Rural high school students interested in careers in mental health fields headed to Rushville, Neb. in mid-June for a week-long FARM CAMP, a.k.a. Frontier Area Rural Mental Health Camp and Mentorship Program. In its fourth year, FARM CAMP introduces rural students to the concept of behavioral health careers that are possibilities within their own communities.
“To put it in perspective, our small group of clinicians out here sees 90 to 100 patients a week – sometimes more,” said Dr. Cate Jones-Hazledine, camp organizer, licensed psychologist and owner of Western Nebraska Behavioral Health Clinics. “This camp offers a unique opportunity to introduce our youth to the mental health access needs in our rural areas. Hopefully, some of them will stay in the rural area, which could lead to a significant increase in the availability of services.”
With seven high school participants, the students received personalized mentorship from the staff, camp alumni and 11 guest presenters, who talked to the students about their careers, consumer issues and self-care. Omaha artist, Bob Donlan, joined remotely via video link and presented his compelling personal story to help them understand consumer issues and perspectives.
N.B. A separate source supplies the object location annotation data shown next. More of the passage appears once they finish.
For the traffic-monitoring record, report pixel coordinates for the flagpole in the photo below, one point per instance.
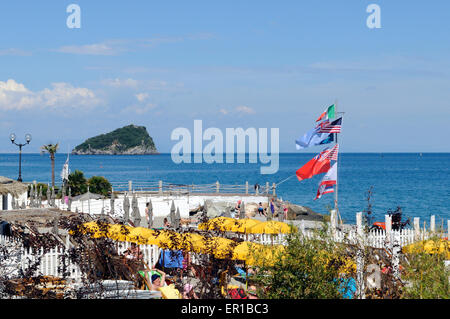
(336, 207)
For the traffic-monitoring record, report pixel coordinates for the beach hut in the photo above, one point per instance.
(11, 190)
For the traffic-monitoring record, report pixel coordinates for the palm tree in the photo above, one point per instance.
(51, 149)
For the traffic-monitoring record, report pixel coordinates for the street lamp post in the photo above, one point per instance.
(13, 139)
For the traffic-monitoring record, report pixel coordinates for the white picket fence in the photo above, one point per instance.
(51, 261)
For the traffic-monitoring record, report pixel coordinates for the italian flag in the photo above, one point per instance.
(327, 114)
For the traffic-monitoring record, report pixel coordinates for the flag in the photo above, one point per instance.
(324, 189)
(327, 114)
(65, 171)
(332, 153)
(327, 182)
(333, 127)
(328, 139)
(318, 165)
(312, 138)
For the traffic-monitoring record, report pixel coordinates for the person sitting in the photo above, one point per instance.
(166, 223)
(188, 292)
(133, 252)
(157, 281)
(261, 210)
(252, 292)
“FARM CAMP provides the students with a lot of detailed information to help in their decision-making,” said Dr. Jones-Hazledine. “The mentorship component is very important because it links students to older peers and professionals who can help guide them as they move forward in their education. We hope that they take away a lot of information that they didn't have before and the knowledge that there are people to help and support them in their journey.”
New to this year’s camp was a Middle School Day, introducing sixth through eighth graders to mental health fields and connecting younger students with high school mentors. Students came from Crawford, Chadron, Rushville, and Hay Springs this year.
“It is always an experience to see the relationships and connections that develop between the campers, the staff and students, and the ongoing connections with the alumni,” she said. “That is what this program is really all about. We are still in touch with all of the students who have ever completed the program!”
FARM CAMP Connects with Students in Winnebago
BHECN visited FARM Camp in Winnebago in July, where six high school juniors and seniors attended the week-long camp to learn more about behavioral health and the opportunities for careers in their own community.
Organized by Anitra Warrior, Ph.D., and Little Priest Tribal College, students were exposed to mental health topics, the importance of cultural awareness, and the need for behavioral health clinicians in the rural community.
“It would be really nice to have people from the community, who understand the community, know the community, and want to stay,” Warrior said in an interview with Harvest Public Media.
Students also researched and presented community development projects offering ideas to make improvements and make connections with those in need in their community.